Perspective, Not Panic

This piece by Everett Piper of the Washington Times really puts our current situation in perspective. He utilizes an adaptation of Matt Smethurst of C. S. Lewis’ essay at the end of World War II to assist:

Matt Smethurst of the Gospel Coalition recently challenged his readers to consider the words of C.S. Lewis’ essay titled “On Living in an Atomic Age” that was written some 72 years ago at the end of World War II. In referring to the following excerpt from Lewis, Mr. Smethurst takes the liberty of replacing “coronavirus” where Lewis instead referenced the “atomic bomb” throughout the quote:

“In one way, we think a great deal too much of the coronavirus. ‘How are we to live in a coronavirus age?’ I am tempted to reply: ‘Why, as you would have lived in the sixteenth century when the plague visited London almost every year, or as you would have lived in a Viking age when raiders from Scandinavia might land and cut your throat any night; or indeed, as you are already living in an age of cancer, an age of syphilis, an age of paralysis, age of air raids, an age of railway accidents, an age of motor accidents.’

“In other words, do not let us begin by exaggerating the novelty of our situation. Believe me, dear sir or madam, you and all whom you love were already sentenced to death before the coronavirus was invented: and quite a high percentage of us were going to die in unpleasant ways … It is perfectly ridiculous to go about whimpering and drawing long faces because the scientists have added one more chance of painful and premature death to a world which already bristled with such chances and in which death itself was not a chance at all, but a certainty.

“This is the first point to be made: and the first action to be taken is to pull ourselves together.

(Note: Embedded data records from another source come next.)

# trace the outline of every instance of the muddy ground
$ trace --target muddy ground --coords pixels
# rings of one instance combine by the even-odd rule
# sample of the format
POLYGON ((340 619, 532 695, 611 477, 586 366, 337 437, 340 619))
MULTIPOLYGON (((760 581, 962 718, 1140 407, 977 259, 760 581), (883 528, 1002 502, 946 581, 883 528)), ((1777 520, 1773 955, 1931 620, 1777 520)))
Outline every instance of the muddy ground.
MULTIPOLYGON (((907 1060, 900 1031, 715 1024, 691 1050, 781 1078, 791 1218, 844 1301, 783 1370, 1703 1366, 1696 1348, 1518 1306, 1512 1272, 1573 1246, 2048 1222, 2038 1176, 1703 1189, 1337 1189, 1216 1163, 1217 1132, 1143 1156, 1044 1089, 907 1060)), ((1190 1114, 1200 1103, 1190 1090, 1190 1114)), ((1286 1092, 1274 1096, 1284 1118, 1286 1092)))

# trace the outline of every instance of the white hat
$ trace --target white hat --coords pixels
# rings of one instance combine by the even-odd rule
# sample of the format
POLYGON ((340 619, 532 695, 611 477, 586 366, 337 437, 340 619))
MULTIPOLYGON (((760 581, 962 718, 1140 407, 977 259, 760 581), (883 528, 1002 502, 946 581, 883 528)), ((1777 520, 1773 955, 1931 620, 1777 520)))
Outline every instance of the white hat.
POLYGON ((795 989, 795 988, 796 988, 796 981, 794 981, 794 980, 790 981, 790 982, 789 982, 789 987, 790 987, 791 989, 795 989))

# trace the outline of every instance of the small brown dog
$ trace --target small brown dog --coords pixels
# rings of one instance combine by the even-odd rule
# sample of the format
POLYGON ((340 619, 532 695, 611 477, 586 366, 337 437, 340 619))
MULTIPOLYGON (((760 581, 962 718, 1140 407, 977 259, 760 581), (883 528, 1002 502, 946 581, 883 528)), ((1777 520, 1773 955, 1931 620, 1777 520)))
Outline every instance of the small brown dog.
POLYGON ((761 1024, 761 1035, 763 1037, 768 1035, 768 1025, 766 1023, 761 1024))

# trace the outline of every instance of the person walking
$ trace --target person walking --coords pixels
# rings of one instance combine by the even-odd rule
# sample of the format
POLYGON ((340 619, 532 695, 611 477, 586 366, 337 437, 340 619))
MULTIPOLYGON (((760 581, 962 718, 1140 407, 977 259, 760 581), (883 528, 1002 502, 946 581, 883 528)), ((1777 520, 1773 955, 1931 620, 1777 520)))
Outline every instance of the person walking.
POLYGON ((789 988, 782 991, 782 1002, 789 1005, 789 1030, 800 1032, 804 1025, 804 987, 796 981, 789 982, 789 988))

If we are all going to be destroyed by the coronavirus, let that virus, when it comes, find us doing sensible and human things — praying, working, teaching, reading, listening to music, bathing the children, playing tennis, chatting to our friends over a pint and a game of darts — not huddled together like frightened sheep and thinking about viruses. They may break our bodies (any microbe can do that), but they need not dominate our minds.” — C.S. Lewis, “On Living in an Atomic Age” (1948). 

Toughen up Snowflakes. The world did not begin with you and likely not end with you, in spite of your fears and helplessness.